China is pushing its interests from South China Sea to the seas in America's backyard with state-run Chinese firms expressing interest in developing land around the Panama Canal.
The Panama Canal Authority is planning to develop about 1,200 hectares of land around the waterway to build a logistics park and Chinese firms with expertise in the South China reclamation are eager to develop the land, the chief executive of the vital trade thoroughfare said.
The move is part of China's outward push into infrastructure via railways and ports around the world.
The Panama Canal Authority will officially open a tender to develop about 1,200 hectares of land – roughly the size of 1,200 football fields – around the waterway by the end of this year into a logistics park, after completing a five-year-long decontamination of the area, Reuters quoted chief executive Jorge Quijano as saying.

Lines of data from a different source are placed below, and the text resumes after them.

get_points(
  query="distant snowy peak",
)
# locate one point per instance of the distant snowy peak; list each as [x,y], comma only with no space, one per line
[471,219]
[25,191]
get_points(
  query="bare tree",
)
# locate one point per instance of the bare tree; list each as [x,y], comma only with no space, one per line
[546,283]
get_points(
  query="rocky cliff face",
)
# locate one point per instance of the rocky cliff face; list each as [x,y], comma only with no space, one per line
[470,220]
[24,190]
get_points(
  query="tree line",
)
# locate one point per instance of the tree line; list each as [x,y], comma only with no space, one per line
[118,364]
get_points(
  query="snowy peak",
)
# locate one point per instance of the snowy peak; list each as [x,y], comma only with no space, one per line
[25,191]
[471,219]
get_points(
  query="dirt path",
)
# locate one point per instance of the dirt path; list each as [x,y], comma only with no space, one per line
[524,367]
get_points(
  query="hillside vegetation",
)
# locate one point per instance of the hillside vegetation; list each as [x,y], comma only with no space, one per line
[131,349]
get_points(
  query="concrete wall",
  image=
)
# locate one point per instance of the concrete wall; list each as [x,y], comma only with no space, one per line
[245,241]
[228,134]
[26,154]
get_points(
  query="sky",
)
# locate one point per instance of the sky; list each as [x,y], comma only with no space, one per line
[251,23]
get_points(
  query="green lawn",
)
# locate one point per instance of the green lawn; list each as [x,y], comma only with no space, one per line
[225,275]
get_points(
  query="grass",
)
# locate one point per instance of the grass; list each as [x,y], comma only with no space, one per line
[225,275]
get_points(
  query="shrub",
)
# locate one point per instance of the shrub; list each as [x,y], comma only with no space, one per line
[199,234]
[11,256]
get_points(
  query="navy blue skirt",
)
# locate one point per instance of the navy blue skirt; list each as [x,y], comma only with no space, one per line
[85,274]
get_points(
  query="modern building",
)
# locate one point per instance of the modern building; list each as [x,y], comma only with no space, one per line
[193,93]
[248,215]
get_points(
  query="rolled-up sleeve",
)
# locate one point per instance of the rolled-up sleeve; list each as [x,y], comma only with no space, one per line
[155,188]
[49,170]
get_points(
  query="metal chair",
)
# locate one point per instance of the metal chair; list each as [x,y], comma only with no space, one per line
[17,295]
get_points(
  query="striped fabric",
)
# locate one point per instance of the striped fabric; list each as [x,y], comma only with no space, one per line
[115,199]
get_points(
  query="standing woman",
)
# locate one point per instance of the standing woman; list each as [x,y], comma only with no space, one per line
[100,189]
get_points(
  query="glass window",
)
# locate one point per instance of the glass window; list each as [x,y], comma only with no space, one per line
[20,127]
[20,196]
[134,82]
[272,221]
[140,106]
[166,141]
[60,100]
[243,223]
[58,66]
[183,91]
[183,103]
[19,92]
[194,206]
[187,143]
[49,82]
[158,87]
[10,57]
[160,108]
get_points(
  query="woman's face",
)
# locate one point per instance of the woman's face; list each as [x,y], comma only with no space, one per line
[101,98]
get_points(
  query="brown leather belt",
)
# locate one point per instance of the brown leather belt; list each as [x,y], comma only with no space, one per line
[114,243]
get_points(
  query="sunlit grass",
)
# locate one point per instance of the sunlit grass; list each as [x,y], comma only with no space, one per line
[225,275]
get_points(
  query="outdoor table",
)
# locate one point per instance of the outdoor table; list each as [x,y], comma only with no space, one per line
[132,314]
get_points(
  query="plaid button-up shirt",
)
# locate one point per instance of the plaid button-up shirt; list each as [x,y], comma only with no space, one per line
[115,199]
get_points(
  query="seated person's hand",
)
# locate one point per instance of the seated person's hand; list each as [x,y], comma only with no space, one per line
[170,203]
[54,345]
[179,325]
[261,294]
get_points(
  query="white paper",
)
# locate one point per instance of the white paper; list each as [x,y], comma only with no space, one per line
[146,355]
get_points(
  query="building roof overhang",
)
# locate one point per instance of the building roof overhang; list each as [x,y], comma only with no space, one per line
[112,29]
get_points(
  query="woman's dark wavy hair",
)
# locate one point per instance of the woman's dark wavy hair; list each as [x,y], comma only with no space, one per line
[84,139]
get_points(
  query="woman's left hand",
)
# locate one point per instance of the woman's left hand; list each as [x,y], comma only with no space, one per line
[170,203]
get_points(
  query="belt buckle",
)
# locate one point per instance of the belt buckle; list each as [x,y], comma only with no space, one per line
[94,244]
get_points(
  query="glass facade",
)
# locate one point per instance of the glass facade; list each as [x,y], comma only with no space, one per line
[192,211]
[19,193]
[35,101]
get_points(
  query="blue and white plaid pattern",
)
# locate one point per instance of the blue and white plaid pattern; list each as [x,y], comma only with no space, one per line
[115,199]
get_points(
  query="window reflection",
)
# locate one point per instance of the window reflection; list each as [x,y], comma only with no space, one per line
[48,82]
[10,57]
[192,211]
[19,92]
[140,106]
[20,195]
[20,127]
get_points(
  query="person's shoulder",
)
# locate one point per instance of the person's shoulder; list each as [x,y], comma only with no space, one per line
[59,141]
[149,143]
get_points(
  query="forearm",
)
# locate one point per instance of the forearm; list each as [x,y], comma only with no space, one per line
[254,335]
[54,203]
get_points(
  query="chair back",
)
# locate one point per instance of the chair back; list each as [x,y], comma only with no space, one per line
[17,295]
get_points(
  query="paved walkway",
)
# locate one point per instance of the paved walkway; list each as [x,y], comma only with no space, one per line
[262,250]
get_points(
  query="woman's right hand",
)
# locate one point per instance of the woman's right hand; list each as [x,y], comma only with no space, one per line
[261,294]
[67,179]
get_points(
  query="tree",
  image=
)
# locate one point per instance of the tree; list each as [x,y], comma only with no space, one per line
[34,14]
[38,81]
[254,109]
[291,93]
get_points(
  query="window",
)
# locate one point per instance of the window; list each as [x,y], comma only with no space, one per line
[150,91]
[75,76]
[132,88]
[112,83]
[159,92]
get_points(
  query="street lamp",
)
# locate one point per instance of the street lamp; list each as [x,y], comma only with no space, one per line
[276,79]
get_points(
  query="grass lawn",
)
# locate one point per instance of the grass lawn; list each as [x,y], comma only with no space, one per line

Speaking to the news agency ahead of a meeting with the canal's advisory board in Shanghai, Quijano said China Communications Construction Corp, its subsidiary China Harbour Engineering Company and China Railway Group have shown interest in the project.
China is urging its companies to invest in infrastructure overseas as part of Beijing's ''One Belt, One Road'' initiative to improve global trade links and beat a domestic slump.
In fact, state-owned Chinese firms have in recent years have gained investment access to key logistics nodes, including Piraeus in Greece and Bandar Malaysia, a major development project that is set to be the terminal for a proposed high-speed rail link between Kuala Lumpur and Singapore.
According to Quijano, ''There are opportunities there, definitely for some of these Chinese companies to participate as a concessionaire, not just as a contractor to build something, but they can actually bid for the concession and then build.'' He did not elaborate.
Besides, the concession will offer opportunities for an operating agreement for a roll-on, roll-off terminal near the canal, the tender for which will be put out in the middle of 2017, he said.
Firms from Japan, China, Norway and South Korea are expected to participate in the tender.
The reclaimed land and terminal would help bring in an annual revenue of ''between $100-$125 million'' after the first five years of operation. Overall, the Panama Canal is expected to bring in $2.8 billion in revenue this year, he said.
Quijano said the canal had attracted 18.3 per cent more tonnage between October and February, versus year-ago levels, driven by a jump in liquefied petroleum gas, liquefied natural gas and container shipments.
After more than $5 billion and close to a decade of construction, Panama is opening the long-awaited expansion of its storied canal. Set to potentially double its current cargo, the expansion has weathered cost disputes, serious questions regarding its design and a global slump in international shipping.